Saluja (2000) çalışmasını çocukların okula girerkenki durumlarını anlayabilmek, çocukların anne-babalarına ve öğretmenlerine çocukların ileriki okul hayatlarındaki performanslarını anlama, öğretmenlere daha etkin olarak çocukların öğrenmelerine yardımcı olabilmeleri için müfredatı bireyselleştirmelerine yarayacak gerekli bilgiyi sunma amacıyla yapmıştır. 50 eyaletin her birinin ilk çocukluk dönemi eyalet temsilciliği ile bağlantı kurulmuş ve anaokulu için çocukların hazır olduğu üzerine bağlı oldukları eyaletin ne tür politikalar izlediği konusunda görülmüştür.
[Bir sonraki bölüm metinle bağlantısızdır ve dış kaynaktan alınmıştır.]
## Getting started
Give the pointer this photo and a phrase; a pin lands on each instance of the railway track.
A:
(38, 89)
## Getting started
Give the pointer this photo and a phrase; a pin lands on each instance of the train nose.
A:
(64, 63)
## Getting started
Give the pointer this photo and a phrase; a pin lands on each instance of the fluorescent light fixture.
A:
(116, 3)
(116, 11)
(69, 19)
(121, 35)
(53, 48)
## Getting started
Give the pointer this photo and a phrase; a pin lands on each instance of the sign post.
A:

Ocak (2000) sonuçlarına göre; 1) Çocukların anaokullarına hazır olmalarına karar vermekte sık sık kullanılan kriter yaştı; 2) Hiçbir eyaletin eyalet genelinde yapılan okula hazıroluşluk tespiti yoktu; 3) Okula hazır olma amacını araştıran birkaç okul vardı 4) Çocukların saptanması ve çocuklar üzerinde verilerin nasıl kullanılması gerektiğiyle ilgili karar mercileri yerel okul sorumlularıydı.

Marcon (2002) sonraki okul başarıları üzerine kurulu üç farklı okul öncesi modelin işlevini belirlemek için 4 yaşında okula başlayan çocukları takip eden bir çalışma organize etmiş, çalışma beşinci sınıfın sonundaki 160 çocuğun ve altıncı sınıftaki 183 çocuğun karne notları, sınıfta kalma notları ve özel eğitim kadrosu bilgileri üzerinde takip etmiştir. Okul öncesi deneyimi akademik yönelimli olan çocuklar akranlarına nazaran biraz daha az bir sıklıkla muhafaza edildiler. Okul öncesi modeline bağlanabilecek hiçbir farklılık bulunamamıştır.